Three years ago, running a Whisper-class model on a laptop meant choosing between accuracy and usability. The CPU couldn't keep up. The GPU was power-hungry. Cloud was the only practical option.
Apple Silicon changed this.
What Core ML does
Core ML is Apple's framework for running ML models on-device. It handles the boring parts: memory management, operator fusion, scheduling across CPU/GPU/Neural Engine. You give it a model, it figures out how to run it efficiently.
For Whisper-style models, Core ML can split work across the Neural Engine (for matrix operations) and GPU (for attention layers). The result: fast inference without thermal throttling.
What Metal adds
Metal is Apple's low-level GPU API. Core ML uses it under the hood, but we also use Metal directly for custom audio processing kernels.
The pre-processing pipeline (noise suppression, normalization, resampling) runs on Metal. This keeps the CPU free for UI work and avoids memory copies between CPU and GPU.
Real numbers
On an M1 Mac, finalizing 30 seconds of audio takes about 2-3 seconds. That's the model inference time after you release the hotkey.

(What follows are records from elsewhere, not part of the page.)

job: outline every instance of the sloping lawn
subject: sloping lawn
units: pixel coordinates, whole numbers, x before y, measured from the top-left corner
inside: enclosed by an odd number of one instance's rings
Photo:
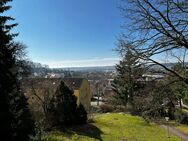
[[[188,125],[179,125],[176,127],[178,130],[188,135]]]
[[[148,124],[141,117],[128,114],[100,114],[94,122],[53,132],[48,141],[181,141],[167,137],[167,131],[158,125]]]

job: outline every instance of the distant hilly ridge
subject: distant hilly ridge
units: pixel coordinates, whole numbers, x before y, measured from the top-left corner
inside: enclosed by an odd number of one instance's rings
[[[163,63],[168,68],[171,68],[176,63]],[[109,71],[115,71],[115,66],[96,66],[96,67],[69,67],[69,68],[49,68],[48,65],[43,65],[40,63],[31,63],[29,62],[28,65],[33,69],[34,72],[37,72],[38,70],[48,70],[48,72],[56,72],[57,70],[61,71],[79,71],[79,72],[109,72]],[[188,66],[188,62],[185,63],[186,66]],[[163,69],[159,65],[154,65],[151,67],[155,70],[161,70]]]

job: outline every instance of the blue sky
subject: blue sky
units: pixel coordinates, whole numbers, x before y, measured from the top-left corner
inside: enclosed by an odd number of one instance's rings
[[[114,65],[122,18],[119,0],[14,0],[16,40],[50,67]]]

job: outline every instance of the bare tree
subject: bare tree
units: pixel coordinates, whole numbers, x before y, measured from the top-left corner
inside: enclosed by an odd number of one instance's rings
[[[131,49],[142,60],[160,65],[188,83],[188,78],[153,59],[169,50],[188,49],[188,1],[122,0],[120,9],[127,23],[122,44],[131,40]]]

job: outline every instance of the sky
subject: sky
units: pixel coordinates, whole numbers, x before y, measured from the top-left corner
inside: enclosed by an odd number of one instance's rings
[[[118,63],[119,0],[14,0],[7,14],[19,24],[16,38],[28,58],[50,67]]]

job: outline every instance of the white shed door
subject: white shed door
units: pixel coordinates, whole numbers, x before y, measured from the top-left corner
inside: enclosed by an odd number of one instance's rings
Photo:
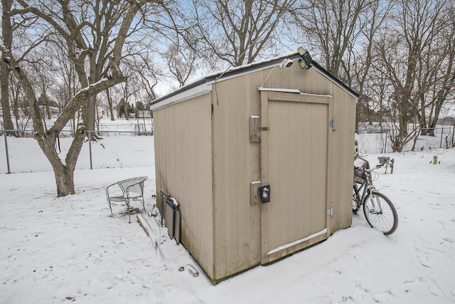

On an M3, it's closer to 1.5-2 seconds.
Intel Macs still work but run slower. The model uses CPU fallbacks, which means longer finalization and more power draw.
Why this matters for battery
Cloud dictation keeps the radio on. Uploading audio, waiting for response, downloading text. Each step draws power.
On-device inference is a burst: work hard for 2 seconds, then idle. The Neural Engine is remarkably efficient for this pattern. We've had users dictate for hours on battery.
Trade-offs
Model size vs accuracy. Smaller models run faster but miss more words. We offer multiple model sizes (27 MB to 550 MB) so you can pick the trade-off that fits your hardware.
Larger models make sense on M2/M3 with plenty of unified memory. Smaller models work better on 8GB machines or older Intel Macs.
On-device used to mean compromise. Now it means fast, private, and battery-friendly. The hardware caught up.